I know my DH pretty well. Been together 13 years, known each other 20.
I know what his weaknesses are. I know what his strengths are. I know how he will react to most situations. But he still surprises me sometimes mostly in good ways.
He was a twat when ds was born though. 5 years ago and it very nearly broke our relationship. It was a perfect storm. I was EBF and exhausted. Recovering from a c section, finding ds hardwork. Dh was working away, our business was booming. He had 15 men working for him across the country. Money was pouring in.
He thought he was king of the world. I felt very exposed, exhausted, mentally and physically vulnerable.
However after an epic meltdown, a huge argument and me telling him to leave and not come back we managed to limp through and found our way back to each other.

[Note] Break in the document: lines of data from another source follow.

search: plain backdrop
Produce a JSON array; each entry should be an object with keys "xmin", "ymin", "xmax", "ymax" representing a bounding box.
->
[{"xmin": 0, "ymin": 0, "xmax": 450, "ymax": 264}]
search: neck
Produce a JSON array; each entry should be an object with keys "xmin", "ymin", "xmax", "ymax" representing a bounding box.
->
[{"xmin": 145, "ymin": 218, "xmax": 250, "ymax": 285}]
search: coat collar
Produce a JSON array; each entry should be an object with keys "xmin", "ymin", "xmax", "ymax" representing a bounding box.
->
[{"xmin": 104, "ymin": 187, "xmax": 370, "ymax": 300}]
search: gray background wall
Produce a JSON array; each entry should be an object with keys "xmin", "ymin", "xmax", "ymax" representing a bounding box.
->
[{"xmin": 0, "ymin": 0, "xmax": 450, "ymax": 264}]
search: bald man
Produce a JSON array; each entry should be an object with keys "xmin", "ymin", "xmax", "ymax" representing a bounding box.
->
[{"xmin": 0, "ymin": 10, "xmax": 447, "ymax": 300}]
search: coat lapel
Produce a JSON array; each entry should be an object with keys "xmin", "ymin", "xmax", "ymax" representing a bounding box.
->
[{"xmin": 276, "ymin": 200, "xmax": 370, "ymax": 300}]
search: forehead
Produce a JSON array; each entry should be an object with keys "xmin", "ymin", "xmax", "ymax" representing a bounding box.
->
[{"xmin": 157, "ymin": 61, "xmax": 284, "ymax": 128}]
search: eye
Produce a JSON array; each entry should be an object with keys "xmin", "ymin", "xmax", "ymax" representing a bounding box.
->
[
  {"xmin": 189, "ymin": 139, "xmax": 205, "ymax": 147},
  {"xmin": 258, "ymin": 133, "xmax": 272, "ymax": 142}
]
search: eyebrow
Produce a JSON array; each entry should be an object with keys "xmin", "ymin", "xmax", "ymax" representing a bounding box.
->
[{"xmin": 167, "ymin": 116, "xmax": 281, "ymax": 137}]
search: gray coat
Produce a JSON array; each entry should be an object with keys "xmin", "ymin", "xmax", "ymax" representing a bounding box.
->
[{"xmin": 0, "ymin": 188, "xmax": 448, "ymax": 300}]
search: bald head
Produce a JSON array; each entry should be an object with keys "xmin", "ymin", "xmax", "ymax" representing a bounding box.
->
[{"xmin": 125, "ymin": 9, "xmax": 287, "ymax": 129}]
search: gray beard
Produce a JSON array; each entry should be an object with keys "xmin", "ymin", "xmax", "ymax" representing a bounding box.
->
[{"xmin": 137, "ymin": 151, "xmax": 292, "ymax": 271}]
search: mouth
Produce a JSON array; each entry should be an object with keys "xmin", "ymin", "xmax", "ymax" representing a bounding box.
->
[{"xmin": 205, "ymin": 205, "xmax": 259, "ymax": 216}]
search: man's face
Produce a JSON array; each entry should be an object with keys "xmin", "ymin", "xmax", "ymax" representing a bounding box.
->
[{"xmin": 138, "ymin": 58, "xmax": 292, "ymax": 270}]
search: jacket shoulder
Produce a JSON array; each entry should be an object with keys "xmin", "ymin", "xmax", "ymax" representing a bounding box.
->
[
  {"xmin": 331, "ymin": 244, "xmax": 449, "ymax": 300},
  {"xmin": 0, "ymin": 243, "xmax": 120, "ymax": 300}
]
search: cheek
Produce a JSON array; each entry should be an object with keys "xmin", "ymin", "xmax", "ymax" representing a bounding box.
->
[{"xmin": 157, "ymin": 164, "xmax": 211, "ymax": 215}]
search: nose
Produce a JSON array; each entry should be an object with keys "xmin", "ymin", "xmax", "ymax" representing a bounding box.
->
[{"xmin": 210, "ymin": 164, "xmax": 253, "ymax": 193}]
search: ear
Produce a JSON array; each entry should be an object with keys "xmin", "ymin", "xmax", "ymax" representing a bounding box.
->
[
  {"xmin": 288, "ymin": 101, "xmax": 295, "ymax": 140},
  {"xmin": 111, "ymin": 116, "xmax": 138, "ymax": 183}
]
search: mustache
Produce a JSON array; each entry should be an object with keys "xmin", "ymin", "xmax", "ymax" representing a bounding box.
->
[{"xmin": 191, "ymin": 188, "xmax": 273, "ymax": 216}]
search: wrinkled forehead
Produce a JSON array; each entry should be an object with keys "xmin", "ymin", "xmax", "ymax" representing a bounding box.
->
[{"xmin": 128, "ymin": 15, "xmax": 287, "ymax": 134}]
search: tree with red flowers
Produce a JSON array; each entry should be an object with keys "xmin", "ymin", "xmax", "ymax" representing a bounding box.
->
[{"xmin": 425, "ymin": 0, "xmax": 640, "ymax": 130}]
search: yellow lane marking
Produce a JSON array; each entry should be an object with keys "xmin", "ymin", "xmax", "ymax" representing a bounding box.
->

If we hadn't had that blip I would say I 100% know him. But that showed me we can't always know someone as well as we know ourselves. I wouldn't have ever said I would be as vulnerable as what I was then.
But in any relationship there has to be a bit of what if I think. Not just the bad stuff but the good stuff too. I bumped our new car a few years ago. Completely my fault. We had only had it 3 weeks. Was dreading telling DH. If he had done it I would have gone mad.
He looked at the dint, sucked his teeth, shook his head and said 'it doesn't matter love, we can have it popped out, you're a pillock though'. And that was it.
Made me realise all over again that I don't actually know him as well as I think and that he can still surprise me.